Jon Wright, who leads the appellate practice and co-chairs the USPTO litigation practice at Sterne Kessler Goldstein & Fox PLLC, said the appeals court laid out some homework for the board or, at the very least, some issues for it to consider with respect to how it resolves evidentiary issues going forward.

“As a practitioner before the board, I’m pleased that this issue finally got some review from the Federal Circuit and did so in a way that kind of exposes the flaws in the board’s procedures for dealing with these requests to supplement the record or requests to get evidence like this into the proceedings,” Wright said.

“I think the board has to pay attention to [the decision],” he added, “and perhaps modify its procedures so that what happened in [that case] doesn’t occur again in the future.”

In another recent decision, two judges on the Federal Circuit questioned whether it is appropriate for the USPTO to use expanded panels to overrule the first panel’s findings in order to maintain uniform decision-making by the board.

While the court didn’t directly rule on the practice, its warning indicates the board could be on thin ice.

“Those are the kind of shots across the bow that I think in and of themselves may be enough to change the PTAB’s behavior,” Cutler said. “But if it does continue using that particular type of tactic, I can almost guarantee you’re going to see the Federal Circuit come down on them pretty hard sometime in the near future.”

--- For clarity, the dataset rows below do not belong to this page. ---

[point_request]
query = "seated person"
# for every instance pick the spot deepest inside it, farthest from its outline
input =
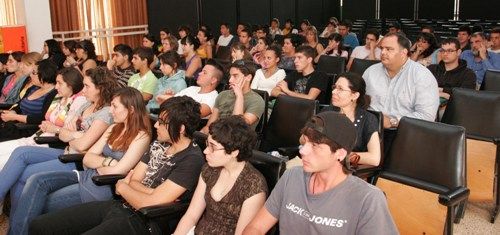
(305, 82)
(168, 172)
(14, 82)
(324, 189)
(230, 190)
(121, 64)
(117, 151)
(349, 97)
(205, 93)
(269, 75)
(240, 99)
(31, 109)
(173, 80)
(452, 71)
(425, 46)
(144, 81)
(369, 51)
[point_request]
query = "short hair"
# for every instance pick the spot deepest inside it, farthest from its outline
(465, 28)
(54, 47)
(171, 58)
(180, 111)
(88, 47)
(47, 71)
(307, 51)
(124, 49)
(105, 82)
(373, 32)
(191, 40)
(71, 45)
(478, 34)
(73, 78)
(295, 39)
(219, 70)
(403, 41)
(145, 53)
(246, 67)
(233, 133)
(451, 41)
(346, 23)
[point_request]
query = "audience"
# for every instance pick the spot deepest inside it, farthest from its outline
(230, 190)
(121, 63)
(370, 51)
(325, 188)
(240, 99)
(168, 172)
(269, 75)
(117, 151)
(479, 59)
(144, 81)
(452, 71)
(305, 82)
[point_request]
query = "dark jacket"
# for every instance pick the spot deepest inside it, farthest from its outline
(460, 76)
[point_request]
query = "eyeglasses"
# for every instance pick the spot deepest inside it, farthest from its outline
(211, 147)
(339, 89)
(446, 51)
(162, 122)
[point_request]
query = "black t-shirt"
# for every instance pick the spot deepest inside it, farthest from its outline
(366, 124)
(182, 168)
(302, 84)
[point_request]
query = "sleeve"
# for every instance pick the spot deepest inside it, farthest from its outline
(150, 85)
(255, 105)
(38, 118)
(187, 171)
(375, 217)
(426, 96)
(275, 200)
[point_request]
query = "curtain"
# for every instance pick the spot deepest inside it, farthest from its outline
(7, 12)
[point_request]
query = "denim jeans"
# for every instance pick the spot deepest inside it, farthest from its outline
(23, 163)
(46, 191)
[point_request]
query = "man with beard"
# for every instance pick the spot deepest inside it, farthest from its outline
(478, 58)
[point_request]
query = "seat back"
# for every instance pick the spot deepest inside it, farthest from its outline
(427, 155)
(360, 65)
(288, 117)
(477, 111)
(491, 81)
(269, 166)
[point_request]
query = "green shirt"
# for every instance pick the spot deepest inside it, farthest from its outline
(145, 84)
(252, 103)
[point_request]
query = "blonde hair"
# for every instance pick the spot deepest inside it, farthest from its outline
(31, 58)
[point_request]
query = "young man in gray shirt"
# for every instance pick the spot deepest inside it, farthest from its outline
(322, 197)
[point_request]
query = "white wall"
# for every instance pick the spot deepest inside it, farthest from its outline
(35, 15)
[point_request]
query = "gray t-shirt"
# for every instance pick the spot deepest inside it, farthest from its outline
(352, 207)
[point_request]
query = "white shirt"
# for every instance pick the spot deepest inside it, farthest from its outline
(413, 92)
(224, 41)
(361, 52)
(260, 82)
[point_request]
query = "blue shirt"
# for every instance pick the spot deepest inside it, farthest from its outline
(480, 67)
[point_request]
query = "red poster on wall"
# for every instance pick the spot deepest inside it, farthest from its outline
(13, 38)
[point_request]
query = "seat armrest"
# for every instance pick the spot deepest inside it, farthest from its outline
(47, 139)
(67, 158)
(100, 180)
(173, 210)
(26, 126)
(454, 196)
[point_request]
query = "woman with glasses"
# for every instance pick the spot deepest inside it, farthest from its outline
(230, 190)
(349, 97)
(117, 151)
(166, 173)
(31, 109)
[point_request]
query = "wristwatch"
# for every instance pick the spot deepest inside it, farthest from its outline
(394, 122)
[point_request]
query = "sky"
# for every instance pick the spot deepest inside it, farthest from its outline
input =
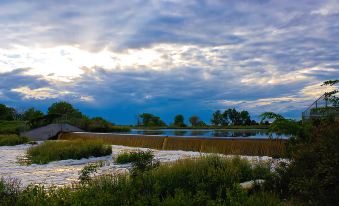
(117, 59)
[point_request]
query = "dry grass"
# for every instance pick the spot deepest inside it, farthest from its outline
(260, 147)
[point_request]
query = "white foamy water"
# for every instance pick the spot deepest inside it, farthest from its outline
(64, 172)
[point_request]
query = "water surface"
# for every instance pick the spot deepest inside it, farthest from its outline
(223, 133)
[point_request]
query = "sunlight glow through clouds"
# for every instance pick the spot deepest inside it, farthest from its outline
(40, 93)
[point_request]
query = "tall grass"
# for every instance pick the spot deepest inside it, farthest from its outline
(12, 139)
(260, 147)
(62, 150)
(203, 181)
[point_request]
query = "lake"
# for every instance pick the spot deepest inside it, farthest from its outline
(222, 133)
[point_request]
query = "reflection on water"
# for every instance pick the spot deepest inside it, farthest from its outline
(254, 133)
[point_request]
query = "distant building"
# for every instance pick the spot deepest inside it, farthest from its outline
(50, 131)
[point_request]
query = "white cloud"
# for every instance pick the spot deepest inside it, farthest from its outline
(40, 93)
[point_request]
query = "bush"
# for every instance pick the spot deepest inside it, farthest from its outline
(61, 150)
(9, 191)
(315, 166)
(312, 177)
(202, 181)
(11, 140)
(141, 160)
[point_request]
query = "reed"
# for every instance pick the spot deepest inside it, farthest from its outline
(252, 147)
(12, 139)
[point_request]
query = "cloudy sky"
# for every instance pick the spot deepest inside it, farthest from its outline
(119, 58)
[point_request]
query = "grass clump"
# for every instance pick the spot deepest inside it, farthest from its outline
(141, 160)
(12, 139)
(61, 150)
(134, 156)
(201, 181)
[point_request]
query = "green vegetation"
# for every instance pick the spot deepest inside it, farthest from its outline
(134, 156)
(61, 150)
(232, 117)
(7, 113)
(196, 121)
(262, 147)
(141, 161)
(202, 181)
(11, 140)
(13, 122)
(313, 175)
(12, 127)
(149, 120)
(179, 121)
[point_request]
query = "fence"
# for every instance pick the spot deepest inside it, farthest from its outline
(324, 106)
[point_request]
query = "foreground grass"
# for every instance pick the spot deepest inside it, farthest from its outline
(12, 139)
(134, 156)
(202, 181)
(61, 150)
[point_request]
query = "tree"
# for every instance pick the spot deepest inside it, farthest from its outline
(32, 114)
(99, 124)
(65, 109)
(217, 118)
(233, 116)
(7, 113)
(270, 115)
(225, 117)
(149, 120)
(194, 120)
(179, 121)
(245, 118)
(331, 96)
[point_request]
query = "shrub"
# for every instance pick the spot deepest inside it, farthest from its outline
(315, 166)
(201, 181)
(61, 150)
(11, 140)
(141, 160)
(9, 191)
(312, 177)
(84, 174)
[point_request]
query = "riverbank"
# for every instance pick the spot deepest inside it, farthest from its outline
(60, 173)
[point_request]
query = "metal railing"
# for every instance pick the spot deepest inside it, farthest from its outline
(322, 107)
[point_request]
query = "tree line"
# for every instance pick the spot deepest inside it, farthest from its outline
(225, 118)
(59, 112)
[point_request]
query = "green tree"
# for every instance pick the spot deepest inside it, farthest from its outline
(7, 113)
(99, 124)
(65, 109)
(179, 121)
(331, 96)
(245, 118)
(149, 120)
(233, 116)
(194, 120)
(270, 115)
(217, 118)
(32, 114)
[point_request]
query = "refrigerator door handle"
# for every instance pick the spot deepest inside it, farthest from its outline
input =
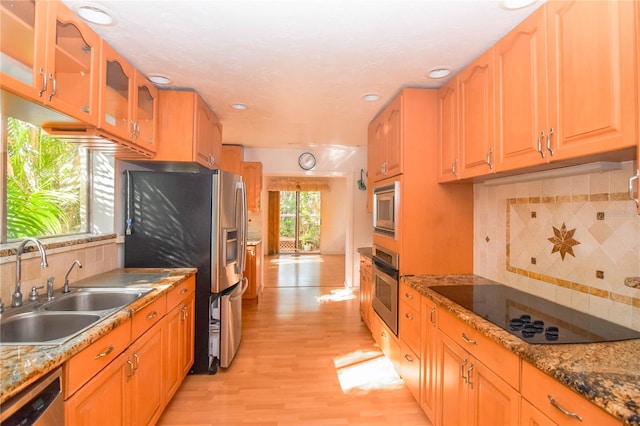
(242, 247)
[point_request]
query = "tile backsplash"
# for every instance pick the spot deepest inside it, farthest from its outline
(573, 240)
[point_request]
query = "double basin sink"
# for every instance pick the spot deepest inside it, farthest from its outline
(64, 317)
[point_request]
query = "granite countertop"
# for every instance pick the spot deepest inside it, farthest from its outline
(22, 365)
(607, 374)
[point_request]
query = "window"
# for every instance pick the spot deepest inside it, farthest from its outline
(46, 184)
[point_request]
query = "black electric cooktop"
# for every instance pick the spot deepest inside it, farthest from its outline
(533, 319)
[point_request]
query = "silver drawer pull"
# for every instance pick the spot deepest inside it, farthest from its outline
(105, 353)
(563, 410)
(466, 339)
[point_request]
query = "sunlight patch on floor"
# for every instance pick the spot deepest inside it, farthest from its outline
(364, 371)
(336, 296)
(287, 260)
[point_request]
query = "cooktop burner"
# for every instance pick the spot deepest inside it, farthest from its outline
(532, 318)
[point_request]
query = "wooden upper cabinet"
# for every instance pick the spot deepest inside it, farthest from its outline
(385, 142)
(232, 156)
(116, 93)
(521, 94)
(252, 176)
(448, 131)
(592, 79)
(55, 60)
(145, 112)
(187, 129)
(476, 113)
(565, 84)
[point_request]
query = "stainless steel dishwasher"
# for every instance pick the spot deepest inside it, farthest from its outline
(40, 404)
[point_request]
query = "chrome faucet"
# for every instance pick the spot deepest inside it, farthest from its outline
(16, 298)
(65, 288)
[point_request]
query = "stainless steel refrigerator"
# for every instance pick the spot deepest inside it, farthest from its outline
(178, 219)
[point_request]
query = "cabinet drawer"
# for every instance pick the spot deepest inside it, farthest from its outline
(181, 292)
(148, 316)
(538, 386)
(409, 326)
(501, 361)
(409, 295)
(86, 364)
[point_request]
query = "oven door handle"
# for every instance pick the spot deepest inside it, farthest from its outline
(385, 268)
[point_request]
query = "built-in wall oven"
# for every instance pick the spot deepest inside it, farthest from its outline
(385, 286)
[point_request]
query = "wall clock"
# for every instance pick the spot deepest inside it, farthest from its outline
(307, 161)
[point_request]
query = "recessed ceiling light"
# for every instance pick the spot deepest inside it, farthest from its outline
(439, 72)
(515, 4)
(159, 79)
(94, 14)
(371, 97)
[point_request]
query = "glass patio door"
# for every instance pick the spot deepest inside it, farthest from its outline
(299, 221)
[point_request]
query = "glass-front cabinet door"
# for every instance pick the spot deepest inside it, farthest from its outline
(72, 65)
(22, 39)
(116, 89)
(49, 55)
(145, 113)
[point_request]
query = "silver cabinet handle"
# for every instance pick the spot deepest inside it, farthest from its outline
(540, 144)
(563, 410)
(104, 353)
(53, 91)
(44, 82)
(489, 158)
(549, 142)
(136, 364)
(131, 369)
(631, 179)
(466, 339)
(463, 370)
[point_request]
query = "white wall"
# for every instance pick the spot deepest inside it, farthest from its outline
(346, 223)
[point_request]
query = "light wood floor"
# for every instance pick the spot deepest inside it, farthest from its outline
(305, 359)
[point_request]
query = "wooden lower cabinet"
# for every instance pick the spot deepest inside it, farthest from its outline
(146, 395)
(102, 400)
(253, 272)
(366, 290)
(429, 358)
(135, 386)
(481, 396)
(566, 408)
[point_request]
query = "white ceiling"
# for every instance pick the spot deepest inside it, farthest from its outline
(301, 66)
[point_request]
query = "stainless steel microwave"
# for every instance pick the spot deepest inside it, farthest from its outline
(386, 201)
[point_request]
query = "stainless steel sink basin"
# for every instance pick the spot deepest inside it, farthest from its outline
(44, 328)
(94, 300)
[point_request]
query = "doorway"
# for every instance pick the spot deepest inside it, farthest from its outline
(294, 222)
(299, 222)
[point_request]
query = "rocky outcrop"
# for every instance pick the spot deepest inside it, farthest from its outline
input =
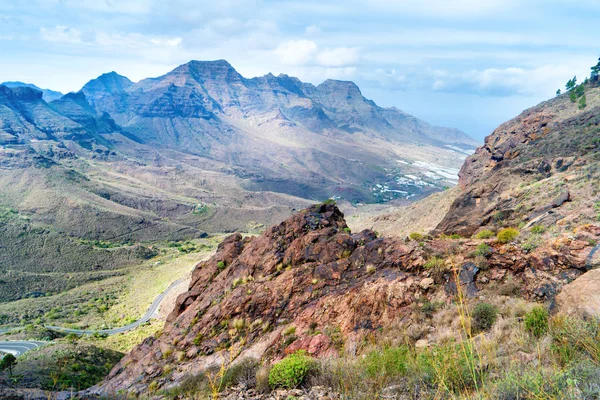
(582, 296)
(310, 284)
(553, 139)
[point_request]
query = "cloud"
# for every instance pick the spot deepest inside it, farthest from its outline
(338, 57)
(107, 6)
(61, 34)
(307, 52)
(312, 30)
(296, 52)
(503, 81)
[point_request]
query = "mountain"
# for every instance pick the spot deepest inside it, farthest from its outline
(281, 134)
(538, 167)
(47, 94)
(197, 151)
(309, 284)
(528, 196)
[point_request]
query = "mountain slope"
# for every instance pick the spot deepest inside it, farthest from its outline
(47, 94)
(282, 134)
(540, 167)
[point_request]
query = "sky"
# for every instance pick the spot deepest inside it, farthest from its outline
(467, 64)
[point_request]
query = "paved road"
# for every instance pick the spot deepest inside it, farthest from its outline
(152, 311)
(19, 347)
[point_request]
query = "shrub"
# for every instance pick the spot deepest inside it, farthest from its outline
(451, 367)
(536, 321)
(483, 317)
(483, 250)
(507, 235)
(435, 263)
(386, 363)
(485, 234)
(292, 370)
(416, 236)
(242, 373)
(538, 229)
(262, 379)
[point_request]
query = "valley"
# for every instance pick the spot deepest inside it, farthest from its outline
(267, 221)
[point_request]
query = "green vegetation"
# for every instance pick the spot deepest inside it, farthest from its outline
(507, 235)
(435, 263)
(485, 234)
(582, 102)
(292, 370)
(483, 250)
(64, 367)
(571, 83)
(483, 317)
(416, 236)
(536, 321)
(538, 229)
(8, 362)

Another issue the Federal Circuit has been sensitive to is making sure that patent owners have a full chance to respond to a challenge. It has vacated some decisions where it found the patentee didn’t have a chance to respond after new evidence was introduced or theories changed.

While the PTAB has been more willing to grant additional briefing since the rulings, some patent owners would like to see it become automatic.

“I think patent owners would still like to level the playing field more, perhaps by giving them a sur-reply as a matter of right,” said Dorothy Whelan, co-chair of the post-grant practice group at Fish & Richardson PC.

Congress Looking to Improve the System

While the Federal Circuit and, to some extent, the Supreme Court will continue to help shape AIA reviews at the PTAB, don’t expect people to stop looking for ways to improve the system, perhaps through rule changes or even legislation in Congress.

Sen. Chris Coons, D-Del., for instance, recently introduced the STRONGER Patents Act, a measure that would make significant changes to board proceedings and, in some ways, harmonize validity challenges there with those in district court.

Modi said he believes debate about things such as the claim construction and burden-of-proof standards used by the PTAB, which are different from those applied in district court, will continue in the coming months and years.

“Those are open issues that I think we’ll see continue to play out over the next few years,” Modi said.

In the past, some in the pharmaceutical industry have lobbied for legislation that would insulate drug patents from IPR challenges. Those kinds of efforts could continue. Also, calls for more appellate review of PTAB institution decisions could continue to linger.

With respect to the latter, Whelan said that when the decision turns on a legal issue — like sovereign immunity, for instance — it might be attractive for some to have a court to be able to review the board’s determination, which right now is generally not an option.

“That’s one topic that I know has been floated,” Whelan said.